What Is a Color Sorter?
A color sorter is a machine that employs technologies such as CCD cameras, near-infrared rays (NIR), and a chute with a camera to effectively sort and separate harvested crops into categories, including good quality, damaged, and foreign materials.
Harvested crops often contain not only desirable, high-quality produce but also defective items that may be discolored due to various factors, as well as foreign objects like stones and glass fragments.
Given the large volume of crop grains, manual sorting and removal of these defective and foreign items are impractical tasks.
Color sorters use CCD cameras to detect and identify defective products and foreign matter, which are then separated and removed using mechanisms like air jet nozzles.
Color sorters offer a range of features to assist in the sorting process, making them an indispensable tool for various applications, including agriculture and food processing.
Uses of Color Sorters
The primary application of color sorters is in the sorting of rice.
Harvested brown rice often contains a mixture of high-quality rice, damaged grains, and foreign materials.
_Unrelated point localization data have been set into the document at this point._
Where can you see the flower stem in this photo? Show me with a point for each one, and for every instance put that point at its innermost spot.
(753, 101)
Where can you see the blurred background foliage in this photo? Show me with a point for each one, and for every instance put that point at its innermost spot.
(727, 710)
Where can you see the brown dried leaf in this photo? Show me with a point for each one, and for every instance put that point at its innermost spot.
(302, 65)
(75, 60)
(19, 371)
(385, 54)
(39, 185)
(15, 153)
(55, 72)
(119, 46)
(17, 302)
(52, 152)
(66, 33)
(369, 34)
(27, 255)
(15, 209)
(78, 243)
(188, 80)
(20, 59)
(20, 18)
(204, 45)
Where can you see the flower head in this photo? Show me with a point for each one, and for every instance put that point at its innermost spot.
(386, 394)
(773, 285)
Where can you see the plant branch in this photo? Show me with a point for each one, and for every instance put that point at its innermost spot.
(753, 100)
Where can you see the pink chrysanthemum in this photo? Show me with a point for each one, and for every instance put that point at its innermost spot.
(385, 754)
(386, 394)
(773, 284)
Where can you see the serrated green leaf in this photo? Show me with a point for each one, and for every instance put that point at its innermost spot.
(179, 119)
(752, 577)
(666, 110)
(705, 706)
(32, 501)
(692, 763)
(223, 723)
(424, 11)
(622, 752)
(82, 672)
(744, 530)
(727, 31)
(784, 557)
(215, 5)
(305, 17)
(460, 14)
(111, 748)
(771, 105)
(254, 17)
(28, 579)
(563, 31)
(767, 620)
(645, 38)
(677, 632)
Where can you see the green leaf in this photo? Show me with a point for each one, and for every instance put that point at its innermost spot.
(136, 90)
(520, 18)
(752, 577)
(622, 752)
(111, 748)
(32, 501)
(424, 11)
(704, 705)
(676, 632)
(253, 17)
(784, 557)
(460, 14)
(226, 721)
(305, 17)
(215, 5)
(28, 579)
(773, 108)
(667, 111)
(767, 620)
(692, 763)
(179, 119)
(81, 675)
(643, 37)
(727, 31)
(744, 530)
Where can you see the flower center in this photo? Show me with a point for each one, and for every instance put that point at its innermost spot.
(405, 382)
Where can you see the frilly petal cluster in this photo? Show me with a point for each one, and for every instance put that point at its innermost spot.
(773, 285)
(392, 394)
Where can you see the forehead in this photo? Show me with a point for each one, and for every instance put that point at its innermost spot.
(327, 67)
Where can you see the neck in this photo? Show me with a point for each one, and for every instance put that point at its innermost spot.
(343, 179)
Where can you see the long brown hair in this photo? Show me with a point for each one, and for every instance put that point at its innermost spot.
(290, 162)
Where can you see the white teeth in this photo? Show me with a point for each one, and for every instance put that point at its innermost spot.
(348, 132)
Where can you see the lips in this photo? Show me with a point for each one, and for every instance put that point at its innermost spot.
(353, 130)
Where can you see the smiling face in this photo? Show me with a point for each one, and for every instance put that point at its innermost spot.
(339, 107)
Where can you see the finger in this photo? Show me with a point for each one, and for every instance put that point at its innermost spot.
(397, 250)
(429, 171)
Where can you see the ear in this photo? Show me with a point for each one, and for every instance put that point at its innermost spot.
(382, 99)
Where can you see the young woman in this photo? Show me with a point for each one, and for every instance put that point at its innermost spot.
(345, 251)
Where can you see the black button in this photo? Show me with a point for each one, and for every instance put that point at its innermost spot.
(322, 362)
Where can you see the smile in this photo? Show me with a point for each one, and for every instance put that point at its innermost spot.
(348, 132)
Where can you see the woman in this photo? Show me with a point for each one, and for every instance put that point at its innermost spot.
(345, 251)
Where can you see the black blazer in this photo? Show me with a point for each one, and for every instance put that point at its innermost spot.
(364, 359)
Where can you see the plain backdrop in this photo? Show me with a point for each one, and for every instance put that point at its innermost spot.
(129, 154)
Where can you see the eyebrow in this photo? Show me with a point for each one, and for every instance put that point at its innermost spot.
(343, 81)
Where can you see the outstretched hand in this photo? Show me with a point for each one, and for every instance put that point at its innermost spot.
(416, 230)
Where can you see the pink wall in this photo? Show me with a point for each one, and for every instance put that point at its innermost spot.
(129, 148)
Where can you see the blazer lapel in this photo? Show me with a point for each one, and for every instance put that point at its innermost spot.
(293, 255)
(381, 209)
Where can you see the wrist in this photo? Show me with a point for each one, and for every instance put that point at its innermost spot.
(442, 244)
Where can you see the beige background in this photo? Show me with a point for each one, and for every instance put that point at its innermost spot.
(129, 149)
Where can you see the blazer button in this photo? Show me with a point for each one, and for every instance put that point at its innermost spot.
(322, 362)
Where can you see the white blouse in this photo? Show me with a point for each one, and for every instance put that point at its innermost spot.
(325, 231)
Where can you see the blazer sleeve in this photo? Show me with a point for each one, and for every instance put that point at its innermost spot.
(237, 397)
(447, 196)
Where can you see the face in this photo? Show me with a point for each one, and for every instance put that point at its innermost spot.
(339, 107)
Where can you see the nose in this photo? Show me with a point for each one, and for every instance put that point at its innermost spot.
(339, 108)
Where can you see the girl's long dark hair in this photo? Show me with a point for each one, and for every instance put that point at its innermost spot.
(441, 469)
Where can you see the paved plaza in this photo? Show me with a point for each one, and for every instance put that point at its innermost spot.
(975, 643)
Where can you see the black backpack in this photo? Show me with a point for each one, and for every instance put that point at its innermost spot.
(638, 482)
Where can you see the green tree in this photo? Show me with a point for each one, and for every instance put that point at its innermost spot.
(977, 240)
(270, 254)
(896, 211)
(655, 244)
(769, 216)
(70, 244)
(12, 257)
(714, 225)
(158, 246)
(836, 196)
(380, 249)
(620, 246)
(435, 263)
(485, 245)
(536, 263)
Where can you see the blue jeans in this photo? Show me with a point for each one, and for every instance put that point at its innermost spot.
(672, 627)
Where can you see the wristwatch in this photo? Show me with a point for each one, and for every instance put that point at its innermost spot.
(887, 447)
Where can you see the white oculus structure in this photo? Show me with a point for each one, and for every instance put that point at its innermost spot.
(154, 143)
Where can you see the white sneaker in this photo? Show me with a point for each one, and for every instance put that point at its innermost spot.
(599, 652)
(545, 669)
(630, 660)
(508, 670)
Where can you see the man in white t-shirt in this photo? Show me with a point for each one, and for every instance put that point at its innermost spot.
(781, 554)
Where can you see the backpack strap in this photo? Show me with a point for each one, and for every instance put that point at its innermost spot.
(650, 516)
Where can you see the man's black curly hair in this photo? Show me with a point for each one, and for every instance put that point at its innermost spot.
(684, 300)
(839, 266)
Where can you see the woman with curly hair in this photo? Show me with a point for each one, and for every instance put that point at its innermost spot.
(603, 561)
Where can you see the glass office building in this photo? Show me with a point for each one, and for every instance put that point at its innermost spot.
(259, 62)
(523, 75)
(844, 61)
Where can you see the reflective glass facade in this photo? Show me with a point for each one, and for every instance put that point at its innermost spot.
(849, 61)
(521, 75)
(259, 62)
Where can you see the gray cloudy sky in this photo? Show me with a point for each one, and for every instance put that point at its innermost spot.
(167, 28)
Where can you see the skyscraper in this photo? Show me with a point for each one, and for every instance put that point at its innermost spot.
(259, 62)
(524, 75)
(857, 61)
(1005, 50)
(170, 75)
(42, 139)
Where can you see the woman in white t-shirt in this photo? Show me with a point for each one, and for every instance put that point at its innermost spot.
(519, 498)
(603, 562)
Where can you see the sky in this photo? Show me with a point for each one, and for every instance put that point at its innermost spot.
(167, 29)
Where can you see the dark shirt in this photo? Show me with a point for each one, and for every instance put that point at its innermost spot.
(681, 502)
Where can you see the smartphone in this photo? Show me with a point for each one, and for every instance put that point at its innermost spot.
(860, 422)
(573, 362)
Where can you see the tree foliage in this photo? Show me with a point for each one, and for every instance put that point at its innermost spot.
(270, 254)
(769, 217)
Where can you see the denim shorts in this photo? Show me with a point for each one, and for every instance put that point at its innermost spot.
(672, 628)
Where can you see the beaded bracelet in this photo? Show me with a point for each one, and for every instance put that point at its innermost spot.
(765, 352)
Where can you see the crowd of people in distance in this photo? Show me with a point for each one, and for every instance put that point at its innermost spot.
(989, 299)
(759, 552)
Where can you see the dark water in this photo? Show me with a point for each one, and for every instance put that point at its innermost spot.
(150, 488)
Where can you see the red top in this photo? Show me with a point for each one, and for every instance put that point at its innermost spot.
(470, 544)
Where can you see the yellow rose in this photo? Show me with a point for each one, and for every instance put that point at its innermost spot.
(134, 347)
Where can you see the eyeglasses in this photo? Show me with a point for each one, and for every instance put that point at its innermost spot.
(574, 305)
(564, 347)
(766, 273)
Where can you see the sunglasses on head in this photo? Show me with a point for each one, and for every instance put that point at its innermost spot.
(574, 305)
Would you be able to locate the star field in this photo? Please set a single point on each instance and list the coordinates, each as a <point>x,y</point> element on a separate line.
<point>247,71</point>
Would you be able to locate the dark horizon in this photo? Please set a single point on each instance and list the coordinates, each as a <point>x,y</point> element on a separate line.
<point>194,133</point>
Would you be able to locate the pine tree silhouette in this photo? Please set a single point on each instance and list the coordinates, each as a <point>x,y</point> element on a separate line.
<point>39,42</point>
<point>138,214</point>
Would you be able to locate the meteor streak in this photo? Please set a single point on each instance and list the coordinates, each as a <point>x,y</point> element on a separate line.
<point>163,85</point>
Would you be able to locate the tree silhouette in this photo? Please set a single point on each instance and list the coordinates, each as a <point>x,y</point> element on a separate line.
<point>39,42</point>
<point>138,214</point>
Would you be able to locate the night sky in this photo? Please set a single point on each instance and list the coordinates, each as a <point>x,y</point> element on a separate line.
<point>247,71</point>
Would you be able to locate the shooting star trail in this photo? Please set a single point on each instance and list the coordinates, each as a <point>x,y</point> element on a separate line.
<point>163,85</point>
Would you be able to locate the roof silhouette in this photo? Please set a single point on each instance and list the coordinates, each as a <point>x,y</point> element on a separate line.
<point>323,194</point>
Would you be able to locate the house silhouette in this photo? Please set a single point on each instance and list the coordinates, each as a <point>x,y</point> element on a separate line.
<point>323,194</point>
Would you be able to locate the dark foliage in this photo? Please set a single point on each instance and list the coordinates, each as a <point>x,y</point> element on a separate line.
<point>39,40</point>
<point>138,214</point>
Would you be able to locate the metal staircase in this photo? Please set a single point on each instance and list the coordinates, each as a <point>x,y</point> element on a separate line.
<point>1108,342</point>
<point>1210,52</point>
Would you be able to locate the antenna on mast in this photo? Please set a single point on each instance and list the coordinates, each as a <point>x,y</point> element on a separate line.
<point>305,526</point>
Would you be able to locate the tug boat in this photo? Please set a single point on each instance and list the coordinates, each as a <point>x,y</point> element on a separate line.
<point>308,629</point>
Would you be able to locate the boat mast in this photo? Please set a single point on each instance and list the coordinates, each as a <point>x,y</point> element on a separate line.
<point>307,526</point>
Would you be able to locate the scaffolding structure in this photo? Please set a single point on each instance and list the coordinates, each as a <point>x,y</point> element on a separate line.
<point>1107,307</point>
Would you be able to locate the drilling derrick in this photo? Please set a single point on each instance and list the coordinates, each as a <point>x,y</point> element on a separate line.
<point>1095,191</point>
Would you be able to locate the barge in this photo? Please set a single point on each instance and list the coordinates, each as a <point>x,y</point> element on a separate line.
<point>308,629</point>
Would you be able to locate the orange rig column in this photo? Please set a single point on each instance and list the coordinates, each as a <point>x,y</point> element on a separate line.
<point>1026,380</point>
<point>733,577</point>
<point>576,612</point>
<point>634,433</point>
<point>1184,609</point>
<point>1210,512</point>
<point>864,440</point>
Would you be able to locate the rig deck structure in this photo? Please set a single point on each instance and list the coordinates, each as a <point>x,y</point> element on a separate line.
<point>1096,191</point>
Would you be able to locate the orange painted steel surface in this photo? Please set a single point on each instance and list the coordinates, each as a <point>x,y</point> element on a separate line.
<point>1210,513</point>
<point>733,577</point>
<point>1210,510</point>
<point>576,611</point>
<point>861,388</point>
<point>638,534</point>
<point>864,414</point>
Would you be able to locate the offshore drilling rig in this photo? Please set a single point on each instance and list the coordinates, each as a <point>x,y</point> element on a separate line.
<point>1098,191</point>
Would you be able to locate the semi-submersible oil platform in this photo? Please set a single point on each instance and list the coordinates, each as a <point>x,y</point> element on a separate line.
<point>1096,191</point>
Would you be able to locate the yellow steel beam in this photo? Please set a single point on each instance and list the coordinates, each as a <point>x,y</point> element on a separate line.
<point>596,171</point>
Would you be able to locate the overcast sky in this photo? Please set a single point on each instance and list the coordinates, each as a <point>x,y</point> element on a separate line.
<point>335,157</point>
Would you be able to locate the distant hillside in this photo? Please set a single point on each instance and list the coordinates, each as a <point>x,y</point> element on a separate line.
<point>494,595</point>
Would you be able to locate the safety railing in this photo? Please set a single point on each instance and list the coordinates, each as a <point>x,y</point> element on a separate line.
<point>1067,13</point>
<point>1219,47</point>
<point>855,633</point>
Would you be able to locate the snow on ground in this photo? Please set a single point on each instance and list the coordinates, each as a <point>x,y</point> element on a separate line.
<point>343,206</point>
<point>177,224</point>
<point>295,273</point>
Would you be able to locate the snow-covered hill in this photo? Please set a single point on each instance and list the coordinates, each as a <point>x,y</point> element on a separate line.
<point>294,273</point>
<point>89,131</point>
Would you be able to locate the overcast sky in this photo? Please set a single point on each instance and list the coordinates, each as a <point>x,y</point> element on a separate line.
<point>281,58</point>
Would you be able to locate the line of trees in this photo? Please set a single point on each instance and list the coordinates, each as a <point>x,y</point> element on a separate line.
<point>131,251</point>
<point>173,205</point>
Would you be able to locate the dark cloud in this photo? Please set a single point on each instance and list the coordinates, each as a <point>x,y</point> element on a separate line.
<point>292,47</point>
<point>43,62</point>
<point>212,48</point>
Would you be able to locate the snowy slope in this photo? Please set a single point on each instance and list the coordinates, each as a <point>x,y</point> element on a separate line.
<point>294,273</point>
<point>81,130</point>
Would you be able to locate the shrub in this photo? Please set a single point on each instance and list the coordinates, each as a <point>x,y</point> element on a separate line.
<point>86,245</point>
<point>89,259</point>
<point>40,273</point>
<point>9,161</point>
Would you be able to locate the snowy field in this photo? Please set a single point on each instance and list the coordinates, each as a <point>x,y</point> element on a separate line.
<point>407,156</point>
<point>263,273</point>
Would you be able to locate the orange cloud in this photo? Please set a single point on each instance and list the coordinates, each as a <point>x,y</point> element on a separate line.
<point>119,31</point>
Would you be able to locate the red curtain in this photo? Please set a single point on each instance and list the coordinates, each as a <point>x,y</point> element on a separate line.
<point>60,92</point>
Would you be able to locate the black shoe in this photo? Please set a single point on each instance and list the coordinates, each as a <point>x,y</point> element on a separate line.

Defective rice may include moldy grains, while foreign objects can consist of pebbles, glass fragments, and other items that are not safe for consumption and may pose health risks.
Defective products typically exhibit distinct differences in color compared to good quality grains. Color sorters utilize CCD cameras to detect these variations in color and then employ ejectors, such as air jets, to remove the defective grains from the stream of rice.
Some foreign materials, such as glass fragments, may closely resemble good quality grains in color. To address this, some color sorters are equipped with NIR cameras that utilize near-infrared light to distinguish between good quality grains and glass fragments, allowing for the removal of glass fragments as well.
In addition to rice, color sorters are also used for sorting other grains like wheat, barley, soybeans, and more.
Principles of Color Sorters
The fundamental principle underlying color sorters is the differentiation of crops based on their color characteristics.
When we refer to “color” in this context, it encompasses not only visible colors but also infrared “color” information that lies beyond the spectrum visible to the human eye.
Objects exhibit variations in the ratio of electromagnetic waves (light in the case of visible light) that are either reflected or transmitted (spectral reflectance/spectral transmittance) at different wavelengths.
Defective products exhibit distinct spectral reflectance and transmittance characteristics in the visible light spectrum, which makes them distinguishable by a standard CCD camera.
Transparent foreign objects, such as glass fragments, can be detected using an NIR camera because they display different spectral reflectance and transmittance patterns in response to near-infrared light.
The sorting process begins with raw materials being conveyed on a belt and directed to the optical section, which includes multiple LED light sources, two CCD cameras, and an NIR camera.
By illuminating the materials with LED light sources and analyzing them using CCD and NIR cameras, it becomes possible to identify variations in spectral reflectance and transmittance among good quality, defective, and foreign materials.
Simultaneously, the ejector section, linked to the cameras, expels air to sort the materials, separating good quality produce from defective products and foreign matter.